This past week’s angst over the despicable edit job done on Shirley Sherrod’s March speech to an NAACP audience should all serve us well. They are calling it a “teachable moment” and I as an educator fall right in line on that.
It is a teachable moment, and an event that should give us pause to reflect on what the media has become and how it has evolved, or in this case devolved.
The old farts in the media are surely gloating in their righteousness over how they see how the media has changed. One reporter this morning said that when he was a journalism student he was told that when he was told that his mother loved him, that he should run a fact check on that. And that is the way journalism was, and that is not the way it is now.

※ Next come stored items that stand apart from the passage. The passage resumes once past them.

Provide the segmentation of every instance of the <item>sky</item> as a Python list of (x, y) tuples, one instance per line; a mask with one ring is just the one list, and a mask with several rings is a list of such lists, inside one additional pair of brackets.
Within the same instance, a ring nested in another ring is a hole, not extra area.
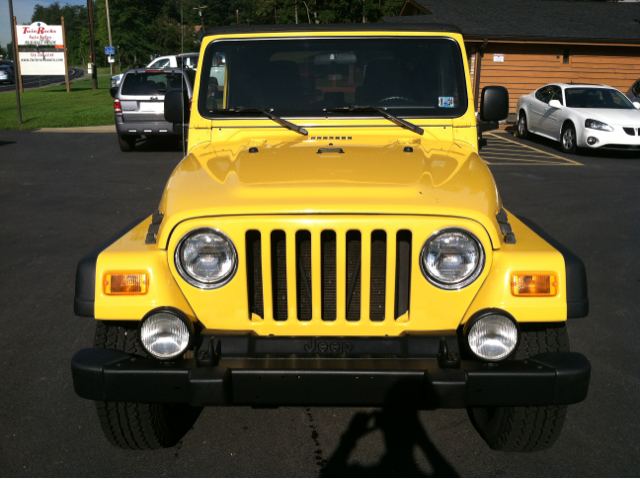
[[(50, 5), (55, 0), (13, 0), (13, 14), (18, 25), (30, 25), (33, 7), (36, 4)], [(86, 5), (86, 0), (61, 0), (60, 5)], [(11, 41), (11, 18), (9, 16), (9, 0), (0, 0), (0, 45), (4, 48)]]

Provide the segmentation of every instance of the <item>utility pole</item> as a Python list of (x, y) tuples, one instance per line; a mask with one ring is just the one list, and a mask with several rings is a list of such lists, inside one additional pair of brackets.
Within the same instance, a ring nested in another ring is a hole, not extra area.
[(98, 89), (98, 71), (96, 70), (96, 42), (93, 36), (93, 0), (87, 0), (87, 8), (89, 9), (89, 38), (91, 41), (91, 79), (93, 80), (93, 89)]
[(198, 15), (200, 15), (200, 23), (202, 24), (202, 34), (204, 35), (204, 17), (202, 16), (202, 10), (207, 8), (207, 6), (203, 7), (193, 7), (194, 10), (198, 10)]
[[(20, 65), (20, 56), (18, 54), (18, 39), (16, 38), (16, 19), (13, 16), (13, 0), (9, 0), (9, 19), (11, 20), (11, 41), (13, 42), (13, 84), (16, 87), (16, 103), (18, 104), (18, 123), (22, 124), (22, 106), (20, 105), (20, 88), (16, 83), (16, 65)], [(19, 75), (19, 73), (18, 73)]]
[[(105, 0), (105, 5), (107, 7), (107, 32), (109, 32), (109, 46), (113, 46), (113, 41), (111, 41), (111, 19), (109, 18), (109, 0)], [(115, 68), (115, 62), (111, 62), (109, 64), (111, 67), (111, 75), (113, 75), (113, 69)]]
[(298, 24), (298, 2), (293, 5), (294, 11), (296, 12), (296, 25)]

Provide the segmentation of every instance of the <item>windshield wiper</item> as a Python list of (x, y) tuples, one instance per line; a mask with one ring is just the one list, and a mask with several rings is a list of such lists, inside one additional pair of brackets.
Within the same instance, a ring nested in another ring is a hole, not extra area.
[(300, 133), (301, 135), (308, 135), (309, 132), (302, 128), (301, 126), (294, 125), (290, 121), (284, 120), (280, 118), (278, 115), (274, 115), (272, 113), (273, 108), (271, 110), (260, 110), (259, 108), (244, 108), (239, 106), (237, 108), (229, 108), (228, 110), (210, 110), (210, 113), (262, 113), (263, 115), (268, 116), (271, 120), (275, 121), (278, 125), (284, 126), (289, 130), (293, 130), (296, 133)]
[(420, 128), (418, 125), (414, 125), (413, 123), (409, 123), (407, 120), (403, 120), (402, 118), (398, 118), (395, 115), (392, 115), (391, 113), (389, 113), (387, 111), (386, 108), (377, 108), (375, 106), (357, 106), (357, 105), (351, 105), (351, 106), (344, 106), (341, 108), (326, 108), (324, 111), (328, 111), (331, 113), (358, 113), (358, 112), (376, 112), (376, 113), (380, 113), (382, 116), (384, 116), (387, 120), (392, 121), (393, 123), (395, 123), (396, 125), (399, 125), (403, 128), (407, 128), (411, 131), (413, 131), (414, 133), (417, 133), (418, 135), (424, 135), (424, 130), (422, 128)]

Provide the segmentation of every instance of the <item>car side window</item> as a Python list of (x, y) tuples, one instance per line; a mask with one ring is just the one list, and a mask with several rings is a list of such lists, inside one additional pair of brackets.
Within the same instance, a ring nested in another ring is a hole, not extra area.
[(165, 58), (164, 60), (157, 60), (149, 65), (149, 68), (164, 68), (169, 66), (169, 59)]
[(536, 98), (542, 103), (549, 103), (551, 100), (551, 87), (545, 86), (536, 92)]
[(633, 85), (633, 96), (640, 96), (640, 81), (637, 81), (635, 85)]
[(562, 88), (560, 88), (557, 85), (553, 85), (549, 88), (550, 88), (550, 94), (551, 94), (549, 101), (558, 100), (561, 105), (564, 105), (564, 102), (562, 101)]

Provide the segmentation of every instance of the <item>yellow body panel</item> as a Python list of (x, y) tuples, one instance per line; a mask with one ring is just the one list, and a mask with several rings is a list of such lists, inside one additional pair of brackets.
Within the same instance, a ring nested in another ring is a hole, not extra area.
[[(308, 32), (253, 33), (206, 37), (201, 60), (210, 42), (225, 38), (294, 38)], [(314, 32), (313, 37), (438, 36), (460, 45), (466, 72), (468, 108), (454, 119), (411, 119), (420, 136), (383, 118), (287, 118), (308, 130), (302, 136), (271, 120), (208, 120), (198, 112), (197, 75), (189, 126), (188, 155), (176, 167), (162, 196), (164, 215), (157, 244), (145, 244), (150, 219), (100, 254), (96, 269), (95, 317), (140, 320), (150, 310), (172, 306), (203, 327), (222, 331), (253, 331), (260, 335), (397, 336), (406, 332), (451, 331), (487, 308), (499, 308), (516, 320), (566, 319), (565, 268), (562, 255), (514, 216), (509, 219), (516, 244), (505, 244), (496, 219), (502, 208), (493, 177), (478, 156), (473, 92), (462, 36), (431, 32)], [(201, 71), (202, 65), (199, 65)], [(225, 82), (228, 88), (228, 82)], [(225, 91), (226, 98), (226, 91)], [(413, 152), (404, 148), (411, 146)], [(250, 154), (257, 147), (259, 154)], [(343, 148), (345, 155), (318, 155), (319, 148)], [(175, 248), (189, 231), (213, 227), (234, 242), (239, 266), (234, 278), (213, 290), (185, 282), (174, 264)], [(429, 283), (419, 266), (425, 240), (446, 227), (465, 228), (481, 241), (486, 264), (471, 285), (455, 291)], [(346, 232), (362, 234), (361, 318), (346, 320)], [(272, 283), (263, 281), (264, 317), (249, 313), (245, 235), (262, 235), (263, 278), (271, 271), (270, 233), (282, 230), (293, 238), (311, 233), (311, 292), (313, 319), (297, 319), (295, 243), (287, 241), (289, 317), (274, 320)], [(321, 318), (319, 280), (320, 234), (336, 233), (335, 321)], [(387, 233), (385, 319), (369, 319), (371, 232)], [(409, 313), (394, 317), (396, 232), (412, 233)], [(391, 254), (393, 253), (393, 254)], [(146, 271), (149, 292), (139, 296), (107, 296), (101, 278), (107, 271)], [(553, 272), (558, 294), (515, 297), (510, 275)]]
[[(196, 320), (193, 310), (176, 284), (167, 264), (166, 251), (147, 245), (144, 239), (151, 217), (144, 220), (98, 256), (96, 265), (96, 319), (141, 320), (152, 309), (173, 306)], [(145, 295), (107, 295), (102, 278), (110, 271), (136, 271), (149, 274)]]
[[(509, 223), (518, 239), (493, 254), (489, 277), (473, 300), (463, 322), (476, 311), (497, 308), (511, 313), (520, 322), (565, 321), (567, 319), (565, 264), (560, 254), (518, 218), (509, 215)], [(558, 278), (558, 293), (550, 297), (522, 297), (511, 293), (515, 272), (551, 272)]]

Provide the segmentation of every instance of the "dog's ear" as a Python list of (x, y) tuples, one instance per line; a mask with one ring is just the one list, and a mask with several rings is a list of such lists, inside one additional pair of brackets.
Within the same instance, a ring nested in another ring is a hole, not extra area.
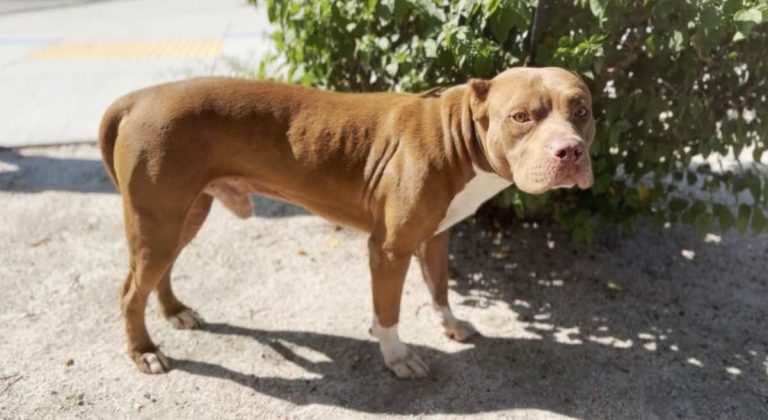
[(479, 122), (483, 128), (488, 128), (488, 91), (491, 90), (491, 81), (484, 79), (469, 79), (469, 109), (472, 111), (472, 119)]
[(488, 91), (491, 89), (491, 81), (485, 79), (469, 79), (469, 87), (472, 93), (480, 100), (485, 100)]

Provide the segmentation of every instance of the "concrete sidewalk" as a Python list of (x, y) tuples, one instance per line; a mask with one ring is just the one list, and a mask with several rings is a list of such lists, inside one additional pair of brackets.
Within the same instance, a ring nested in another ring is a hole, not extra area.
[(0, 150), (0, 203), (0, 419), (768, 418), (768, 235), (640, 228), (585, 247), (463, 222), (450, 298), (483, 336), (443, 336), (412, 263), (400, 333), (432, 376), (411, 382), (367, 332), (365, 235), (216, 203), (173, 271), (208, 324), (175, 330), (152, 302), (173, 370), (151, 376), (125, 352), (122, 210), (97, 148)]
[(231, 61), (256, 67), (269, 46), (266, 11), (246, 0), (4, 1), (0, 12), (4, 147), (93, 141), (118, 96), (228, 74)]

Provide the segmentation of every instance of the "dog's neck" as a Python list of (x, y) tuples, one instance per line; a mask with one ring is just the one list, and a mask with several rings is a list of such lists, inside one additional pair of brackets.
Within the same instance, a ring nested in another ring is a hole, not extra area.
[(469, 169), (495, 173), (489, 162), (482, 138), (472, 119), (467, 86), (460, 85), (446, 90), (442, 97), (441, 119), (443, 123), (443, 144), (449, 162), (461, 166), (462, 173)]
[[(480, 133), (477, 130), (477, 124), (479, 124), (477, 121), (475, 121), (472, 118), (471, 115), (471, 109), (469, 109), (469, 105), (467, 104), (467, 112), (470, 113), (469, 117), (469, 131), (470, 131), (470, 142), (473, 143), (474, 149), (477, 151), (477, 160), (473, 160), (472, 162), (482, 170), (486, 172), (494, 172), (493, 166), (491, 165), (491, 161), (488, 159), (488, 152), (485, 150), (485, 146), (483, 146), (483, 140), (480, 138)], [(466, 124), (466, 122), (464, 122)]]

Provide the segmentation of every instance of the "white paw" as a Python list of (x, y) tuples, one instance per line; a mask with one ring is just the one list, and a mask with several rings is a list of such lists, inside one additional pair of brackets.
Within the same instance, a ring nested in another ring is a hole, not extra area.
[(400, 354), (384, 354), (384, 364), (400, 379), (421, 379), (429, 375), (429, 366), (416, 353), (403, 346)]
[(456, 341), (467, 341), (470, 337), (477, 334), (477, 330), (472, 324), (453, 316), (453, 311), (451, 311), (450, 307), (435, 305), (435, 310), (441, 318), (440, 323), (443, 324), (445, 335), (448, 338)]
[(196, 330), (203, 326), (203, 318), (192, 309), (184, 309), (176, 315), (169, 316), (168, 322), (177, 330)]
[(411, 351), (397, 334), (397, 324), (382, 327), (374, 316), (370, 331), (379, 339), (379, 349), (384, 356), (384, 364), (401, 379), (418, 379), (429, 375), (429, 366)]
[(444, 332), (448, 338), (459, 342), (464, 342), (477, 334), (477, 330), (467, 321), (454, 320), (450, 324), (443, 325)]
[(160, 350), (154, 353), (142, 353), (138, 365), (139, 370), (144, 373), (165, 373), (170, 368), (168, 359)]

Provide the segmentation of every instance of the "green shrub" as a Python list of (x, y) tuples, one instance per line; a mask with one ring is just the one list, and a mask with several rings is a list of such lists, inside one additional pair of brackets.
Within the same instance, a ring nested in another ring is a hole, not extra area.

Because as, anyone with an internet browser knows, all you had to do was to Google Shirley Sherrod’s name and you would have come up with a whole host of questions that challenged the veracity of the video clip that was being played over and over again at conservative “news” outlets.

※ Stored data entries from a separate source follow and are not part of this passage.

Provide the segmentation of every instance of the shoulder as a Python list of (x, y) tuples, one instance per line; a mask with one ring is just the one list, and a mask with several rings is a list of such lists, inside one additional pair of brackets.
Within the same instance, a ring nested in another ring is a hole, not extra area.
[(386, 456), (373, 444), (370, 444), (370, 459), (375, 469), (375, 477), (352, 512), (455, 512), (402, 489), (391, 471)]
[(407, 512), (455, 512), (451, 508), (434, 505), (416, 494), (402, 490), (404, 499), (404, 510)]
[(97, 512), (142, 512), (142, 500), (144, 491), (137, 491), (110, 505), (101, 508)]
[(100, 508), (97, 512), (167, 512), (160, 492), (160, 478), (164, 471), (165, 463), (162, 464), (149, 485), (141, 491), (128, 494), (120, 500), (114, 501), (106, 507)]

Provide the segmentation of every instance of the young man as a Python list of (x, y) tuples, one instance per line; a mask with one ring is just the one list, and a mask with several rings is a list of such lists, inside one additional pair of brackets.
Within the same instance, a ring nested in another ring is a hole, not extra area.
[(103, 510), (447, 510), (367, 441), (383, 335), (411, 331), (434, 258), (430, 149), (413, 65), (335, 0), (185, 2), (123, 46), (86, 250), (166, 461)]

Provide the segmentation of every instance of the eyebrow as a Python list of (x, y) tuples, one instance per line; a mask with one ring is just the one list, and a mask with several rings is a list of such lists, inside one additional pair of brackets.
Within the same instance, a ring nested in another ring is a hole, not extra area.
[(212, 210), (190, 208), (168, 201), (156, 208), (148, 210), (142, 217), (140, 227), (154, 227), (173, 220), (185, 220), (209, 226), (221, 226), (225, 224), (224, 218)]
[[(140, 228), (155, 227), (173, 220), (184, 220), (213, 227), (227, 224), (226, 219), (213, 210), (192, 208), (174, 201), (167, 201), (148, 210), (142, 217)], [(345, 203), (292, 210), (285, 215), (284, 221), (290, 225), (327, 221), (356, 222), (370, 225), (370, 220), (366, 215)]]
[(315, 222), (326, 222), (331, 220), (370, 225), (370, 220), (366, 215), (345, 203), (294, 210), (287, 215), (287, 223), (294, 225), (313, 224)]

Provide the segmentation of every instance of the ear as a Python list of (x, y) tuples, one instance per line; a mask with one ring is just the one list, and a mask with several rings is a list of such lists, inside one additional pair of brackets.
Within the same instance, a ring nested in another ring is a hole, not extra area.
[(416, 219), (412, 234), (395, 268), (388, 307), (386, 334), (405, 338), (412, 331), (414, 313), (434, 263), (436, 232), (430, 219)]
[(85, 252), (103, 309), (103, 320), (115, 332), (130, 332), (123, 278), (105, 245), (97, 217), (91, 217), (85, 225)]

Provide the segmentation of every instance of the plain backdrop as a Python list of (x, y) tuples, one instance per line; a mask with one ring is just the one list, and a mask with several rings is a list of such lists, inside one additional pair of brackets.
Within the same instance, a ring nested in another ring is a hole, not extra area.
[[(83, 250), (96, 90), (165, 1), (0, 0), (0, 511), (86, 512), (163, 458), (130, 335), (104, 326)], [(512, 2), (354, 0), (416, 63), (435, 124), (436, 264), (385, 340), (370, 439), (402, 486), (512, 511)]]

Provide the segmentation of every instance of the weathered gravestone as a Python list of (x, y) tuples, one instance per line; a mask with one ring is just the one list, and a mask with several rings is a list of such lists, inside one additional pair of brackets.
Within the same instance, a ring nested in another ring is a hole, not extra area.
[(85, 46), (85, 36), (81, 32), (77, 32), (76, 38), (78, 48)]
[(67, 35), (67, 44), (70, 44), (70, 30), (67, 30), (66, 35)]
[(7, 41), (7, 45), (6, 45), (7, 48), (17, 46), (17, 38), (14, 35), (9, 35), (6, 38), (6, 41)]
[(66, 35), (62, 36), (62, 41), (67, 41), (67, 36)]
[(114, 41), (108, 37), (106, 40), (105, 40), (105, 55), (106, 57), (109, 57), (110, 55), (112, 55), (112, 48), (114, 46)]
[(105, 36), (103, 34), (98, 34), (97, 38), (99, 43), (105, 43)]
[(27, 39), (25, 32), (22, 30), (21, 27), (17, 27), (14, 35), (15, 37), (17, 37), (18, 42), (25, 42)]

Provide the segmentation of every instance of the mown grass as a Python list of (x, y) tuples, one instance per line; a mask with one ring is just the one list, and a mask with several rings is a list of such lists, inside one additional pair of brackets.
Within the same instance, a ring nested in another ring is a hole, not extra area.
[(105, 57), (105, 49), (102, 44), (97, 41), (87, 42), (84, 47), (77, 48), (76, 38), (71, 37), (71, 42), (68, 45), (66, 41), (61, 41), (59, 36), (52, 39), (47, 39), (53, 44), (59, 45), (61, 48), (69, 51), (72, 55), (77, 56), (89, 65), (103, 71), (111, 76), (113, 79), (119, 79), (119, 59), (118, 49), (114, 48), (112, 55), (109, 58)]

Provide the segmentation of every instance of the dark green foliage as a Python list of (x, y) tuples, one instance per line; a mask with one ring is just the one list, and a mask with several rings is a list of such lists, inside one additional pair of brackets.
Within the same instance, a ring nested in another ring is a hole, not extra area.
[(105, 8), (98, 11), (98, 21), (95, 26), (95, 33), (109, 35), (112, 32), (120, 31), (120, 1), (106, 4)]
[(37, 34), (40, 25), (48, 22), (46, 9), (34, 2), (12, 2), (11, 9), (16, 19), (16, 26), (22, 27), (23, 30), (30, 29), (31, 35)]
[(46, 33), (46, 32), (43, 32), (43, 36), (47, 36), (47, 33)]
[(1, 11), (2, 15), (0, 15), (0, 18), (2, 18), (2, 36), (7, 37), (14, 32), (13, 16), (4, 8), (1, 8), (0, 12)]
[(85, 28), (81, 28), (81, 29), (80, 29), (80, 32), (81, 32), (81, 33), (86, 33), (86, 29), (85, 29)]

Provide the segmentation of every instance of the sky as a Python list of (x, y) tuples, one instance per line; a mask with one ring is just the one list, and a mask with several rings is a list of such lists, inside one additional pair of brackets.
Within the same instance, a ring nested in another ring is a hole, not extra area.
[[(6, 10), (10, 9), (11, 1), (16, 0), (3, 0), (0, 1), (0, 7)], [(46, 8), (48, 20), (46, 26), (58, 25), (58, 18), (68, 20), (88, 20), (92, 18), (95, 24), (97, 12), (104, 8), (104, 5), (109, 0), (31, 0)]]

And a little further digging and you would have seen the truth. But knees jerk and jerks knee others unfairly in uncomfortable areas.

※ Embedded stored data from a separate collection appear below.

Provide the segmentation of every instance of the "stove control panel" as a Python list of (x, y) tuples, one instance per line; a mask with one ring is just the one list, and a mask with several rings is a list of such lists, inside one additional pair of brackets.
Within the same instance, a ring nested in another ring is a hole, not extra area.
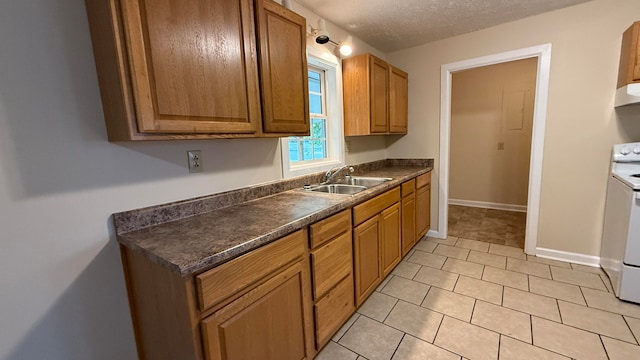
[(640, 162), (640, 142), (613, 145), (613, 161)]

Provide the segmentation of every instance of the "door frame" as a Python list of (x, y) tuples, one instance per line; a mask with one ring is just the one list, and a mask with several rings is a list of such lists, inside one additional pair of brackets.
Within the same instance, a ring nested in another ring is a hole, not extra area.
[(547, 99), (551, 70), (551, 44), (532, 46), (469, 60), (444, 64), (440, 77), (440, 176), (438, 178), (438, 236), (447, 237), (449, 213), (449, 144), (451, 136), (451, 77), (458, 71), (500, 64), (515, 60), (538, 58), (536, 92), (533, 109), (531, 138), (531, 162), (529, 165), (529, 194), (527, 200), (527, 227), (524, 251), (535, 255), (538, 243), (538, 221), (540, 214), (540, 189), (542, 184), (542, 162), (545, 125), (547, 121)]

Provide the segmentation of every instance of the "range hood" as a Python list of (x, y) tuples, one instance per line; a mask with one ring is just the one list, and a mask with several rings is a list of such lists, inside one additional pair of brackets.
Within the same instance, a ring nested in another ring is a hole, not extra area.
[(640, 83), (625, 85), (616, 90), (615, 107), (640, 104)]

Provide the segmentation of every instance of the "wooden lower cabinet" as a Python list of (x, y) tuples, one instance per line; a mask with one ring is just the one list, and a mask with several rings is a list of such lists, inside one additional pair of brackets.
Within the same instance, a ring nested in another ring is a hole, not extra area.
[(299, 261), (202, 321), (208, 360), (311, 359)]
[(353, 229), (353, 249), (356, 306), (360, 306), (382, 280), (378, 216)]
[(181, 277), (122, 247), (138, 357), (312, 359), (308, 231)]
[(382, 229), (381, 266), (382, 277), (385, 278), (402, 259), (400, 204), (395, 203), (380, 214)]
[(360, 306), (400, 262), (400, 188), (353, 208), (356, 306)]
[(416, 244), (416, 194), (402, 198), (402, 256)]
[(427, 231), (413, 181), (199, 274), (121, 247), (139, 358), (312, 359)]
[(356, 310), (351, 210), (311, 225), (310, 248), (315, 341), (319, 350)]
[(431, 173), (420, 175), (416, 181), (416, 235), (421, 239), (431, 223)]

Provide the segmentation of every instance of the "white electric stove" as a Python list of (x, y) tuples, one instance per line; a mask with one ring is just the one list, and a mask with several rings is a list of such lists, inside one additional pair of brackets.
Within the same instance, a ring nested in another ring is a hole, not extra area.
[(600, 265), (622, 300), (640, 303), (640, 142), (613, 147)]

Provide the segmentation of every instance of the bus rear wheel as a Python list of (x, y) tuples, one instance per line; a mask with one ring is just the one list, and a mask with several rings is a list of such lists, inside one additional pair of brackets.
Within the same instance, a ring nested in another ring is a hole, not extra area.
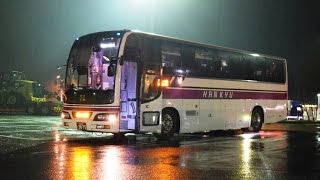
[(253, 132), (259, 132), (262, 128), (262, 124), (264, 122), (264, 117), (262, 110), (256, 108), (252, 111), (251, 115), (251, 128)]
[(161, 136), (171, 137), (174, 133), (177, 133), (178, 115), (174, 111), (170, 109), (164, 109), (162, 111), (161, 120)]

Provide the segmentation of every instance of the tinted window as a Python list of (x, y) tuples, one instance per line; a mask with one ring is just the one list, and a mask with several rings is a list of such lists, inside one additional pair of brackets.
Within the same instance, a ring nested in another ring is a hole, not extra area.
[(266, 80), (271, 82), (285, 82), (285, 64), (283, 61), (268, 59), (266, 62)]
[(195, 63), (193, 75), (203, 77), (215, 77), (218, 72), (218, 61), (213, 51), (208, 49), (195, 49)]
[(243, 79), (245, 77), (245, 63), (242, 54), (231, 53), (230, 59), (230, 78), (231, 79)]
[(141, 52), (140, 52), (140, 37), (136, 34), (130, 34), (128, 36), (123, 58), (124, 60), (128, 61), (139, 61), (141, 58)]
[(175, 74), (181, 69), (181, 48), (173, 43), (163, 42), (161, 46), (163, 74)]
[(265, 80), (265, 59), (263, 57), (254, 57), (251, 55), (243, 56), (246, 60), (246, 80)]
[(142, 37), (141, 60), (148, 64), (161, 64), (160, 40)]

Blogging, you might say, or if you are kind, “citizen journalism” has been the biggest new thing to affect information exchange in this new century. Any political blog, and this is one of them, has succumbed to the taking up of a news event to further their political agendas. I hope to have the right to say that I do fact-checking from time to time, and when a fact doesn’t hold water, or when I find I am too close to what is in the news, I have self-censored this blog.
There are some very evil people out there with some very distasteful agendas. Let this latest “snookering” be a lesson for all of us, from the White House to the apartment house, not to let things that conveniently support a radical agenda, either left- or rightwing, bend our judgment.
Let’s leave jumping to conclusions to amphibians and others of their ilk.